Tensor reshape error when evaluating a Detectnet_v2 model

Thanks so much for your continuing help with this, Morganh.

Using the script I attached above I validated my training dataset that I assumed to have all images with 1024x768 resolution (the testing dataset already validated well showing all images at 1024x768 resolution). Surprisingly it turned out that there were multiple images in the training dataset that were not at 1024x768 resolution.

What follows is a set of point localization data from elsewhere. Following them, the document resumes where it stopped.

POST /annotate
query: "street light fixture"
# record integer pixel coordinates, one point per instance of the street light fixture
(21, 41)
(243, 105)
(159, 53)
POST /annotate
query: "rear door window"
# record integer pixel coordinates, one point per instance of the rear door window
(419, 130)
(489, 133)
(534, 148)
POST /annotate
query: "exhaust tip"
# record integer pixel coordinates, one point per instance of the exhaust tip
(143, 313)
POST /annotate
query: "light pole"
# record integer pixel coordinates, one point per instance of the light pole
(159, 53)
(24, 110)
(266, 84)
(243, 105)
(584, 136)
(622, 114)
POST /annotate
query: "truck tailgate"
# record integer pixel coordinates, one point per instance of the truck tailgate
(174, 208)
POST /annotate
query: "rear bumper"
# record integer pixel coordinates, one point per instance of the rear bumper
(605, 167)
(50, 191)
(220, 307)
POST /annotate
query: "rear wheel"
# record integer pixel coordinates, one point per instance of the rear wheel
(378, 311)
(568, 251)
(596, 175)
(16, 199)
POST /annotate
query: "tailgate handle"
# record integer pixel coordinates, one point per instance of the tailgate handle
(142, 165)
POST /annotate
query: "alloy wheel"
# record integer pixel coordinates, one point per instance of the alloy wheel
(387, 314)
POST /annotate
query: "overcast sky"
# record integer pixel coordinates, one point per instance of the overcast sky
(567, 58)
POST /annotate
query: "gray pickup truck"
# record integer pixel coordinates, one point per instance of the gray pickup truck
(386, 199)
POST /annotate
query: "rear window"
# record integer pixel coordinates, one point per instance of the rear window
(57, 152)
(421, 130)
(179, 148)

For example:

Images found in /home/james/nvidia/tlt/experiments/tfrecords/training/trainval-fold-001-of-002-shard-00001-of-00010 with unexpected dimensions:
Image ID: image_2/016ae9bb1b4cc4be
    Width: 1024
    Height: 758
Image ID: image_2/45b2d5d14b97d6f5
    Width: 1024
    Height: 683
Image ID: image_2/00000901
    Width: 375
    Height: 281
Image ID: image_2/armas_1147
    Width: 620
    Height: 350
Image ID: image_2/armas_1671
    Width: 500
    Height: 375
Image ID: image_2/armas_2876
    Width: 400
    Height: 282
Image ID: image_2/armas_2169
    Width: 160
    Height: 120
 ...

So it looks like at some point I managed to use unresized images and corresponding KITTI files to create my TFRecords for input. This escaped my attention I guess because my understanding was that the model won’t train with 1) non-uniform inputs 2) not at a resolution with both width and height being multiples of 16.

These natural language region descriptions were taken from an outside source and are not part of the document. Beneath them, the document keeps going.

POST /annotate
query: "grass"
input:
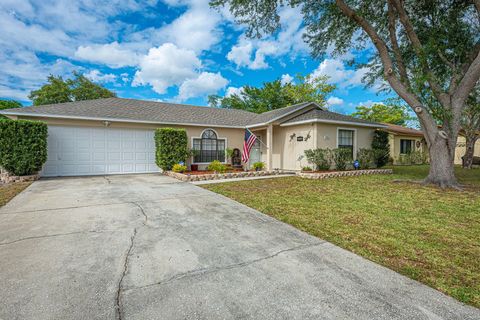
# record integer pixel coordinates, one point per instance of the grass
(428, 234)
(9, 191)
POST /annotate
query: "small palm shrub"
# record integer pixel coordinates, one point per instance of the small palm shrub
(341, 157)
(366, 158)
(258, 166)
(321, 158)
(217, 166)
(179, 168)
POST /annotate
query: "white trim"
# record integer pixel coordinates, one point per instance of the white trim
(218, 138)
(358, 124)
(354, 139)
(38, 115)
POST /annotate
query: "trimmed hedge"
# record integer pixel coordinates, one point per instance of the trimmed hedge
(23, 146)
(171, 147)
(381, 148)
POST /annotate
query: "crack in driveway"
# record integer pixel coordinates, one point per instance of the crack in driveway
(54, 235)
(118, 299)
(204, 271)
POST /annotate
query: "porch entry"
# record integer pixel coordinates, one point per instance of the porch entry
(256, 152)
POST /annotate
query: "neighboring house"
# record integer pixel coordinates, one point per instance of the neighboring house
(461, 149)
(404, 141)
(113, 136)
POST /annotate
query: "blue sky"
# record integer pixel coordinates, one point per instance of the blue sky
(170, 50)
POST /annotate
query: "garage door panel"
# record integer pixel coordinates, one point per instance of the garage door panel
(88, 150)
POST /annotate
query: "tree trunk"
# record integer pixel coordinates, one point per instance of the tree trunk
(469, 151)
(442, 171)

I have regenerated the training dataset using images and KITTI files correctly sized to 1024x768. After training the model using this dataset I can now evaluate the model using tlt-evaluate and the reshape issue I was seeing has disappeared.

Can anyone comment as to why the model seems to have initially trained OK with input images at a resolution other than what is specified in the documentation:


DetectNet_v2

Input size: C * W * H (where C = 1 or 3, W > =480, H >=272 and W,H are mutliples 16)
Image format: JPG, JPEG, PNG
Label format: KITTI detection

Note: The tlt-train tool does not support training on images of multiple resolutions, or resizing images during training. All of the images must be resized offline to the final training size and the corresponding bounding boxes must be scaled accordingly.

In any event, this issue is resolved, it’s just not clear yet as to why it happened in the first place if the non-uniform/non-compliant sizing of the input images was in fact the root cause of the error.